Ensure the supplier uses lead-free powder coating. Ask for certificates!

Sections of the beams and frames

Ask the supplier for all the various post and beam sizes to see the variety of loading capabilities. Even bracing and footplate sizes are important as they can add to the overall system strength considerably. All the various sizes should be depicted in their loading charts for you to make a comparison between suppliers (including a reference to the beam deflection as mentioned above!).

For example if one supplier’s beam is 125mm high and claims a load of 3.6 tons per pair, and another needs 140mm beam to achieve the same load, ask yourself why. It is likely that the steel is of lower grade.

Compare frame loads carefully in relation to the position of the 1st beam from the ground. The section of the 1st beam level is also critical to the frame load; the bigger the section the higher the capacity. 

Frame and beam capacity loading tables

This is always an interesting question; how do manufacturers establish their loading charts?

Loading tables should be a result of FEM compliant testing by a qualified independent body. The loads are then calculated using 2nd order analysis by use of a highly complex procedure which requires a special computer program.

This stresses again the point that you should ask the supplier for an FEM certificate.


We hope to have raised your awareness of what to look out for when considering the purchase of pallet racking. It is easy to be tempted by a supplier who offers a stupidly low price and not take into account all the above points that will constitute a safe working environment for you and your employees.

Spend time investigating the technical details and comparing like for like without disqualifying quotes based on price. Question the supplier and ask for proof of what they are claiming. If they can’t provide proof on EN/FEM compliancy then walk away as it is likely that it is not. EN compliancy is a costly and complex process and is not acquired that easily.
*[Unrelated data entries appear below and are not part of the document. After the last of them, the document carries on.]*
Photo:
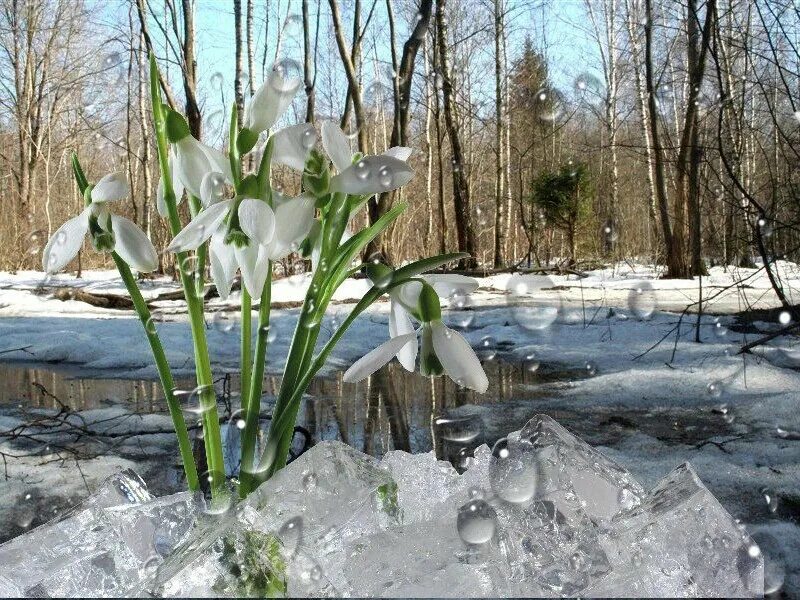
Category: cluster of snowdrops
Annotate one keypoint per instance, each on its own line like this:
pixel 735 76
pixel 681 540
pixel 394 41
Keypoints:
pixel 241 224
Research and product testing on a regular basis in order to ensure that the product is always inline with the latest directives is of paramount importance, which also adds to the overall product cost.

Remember... the racking business, especially on high volume projects is a low margin one, and if one supplier’s price is higher than the other’s there is usually a very good reason for it.

On a last note, remember that companies showing you ISO 9001 certificates doesn’t mean that their product is safe; ISO compliance is the documentation of procedures and processes and has nothing to do with safety.

Simply put, you get what you pay for.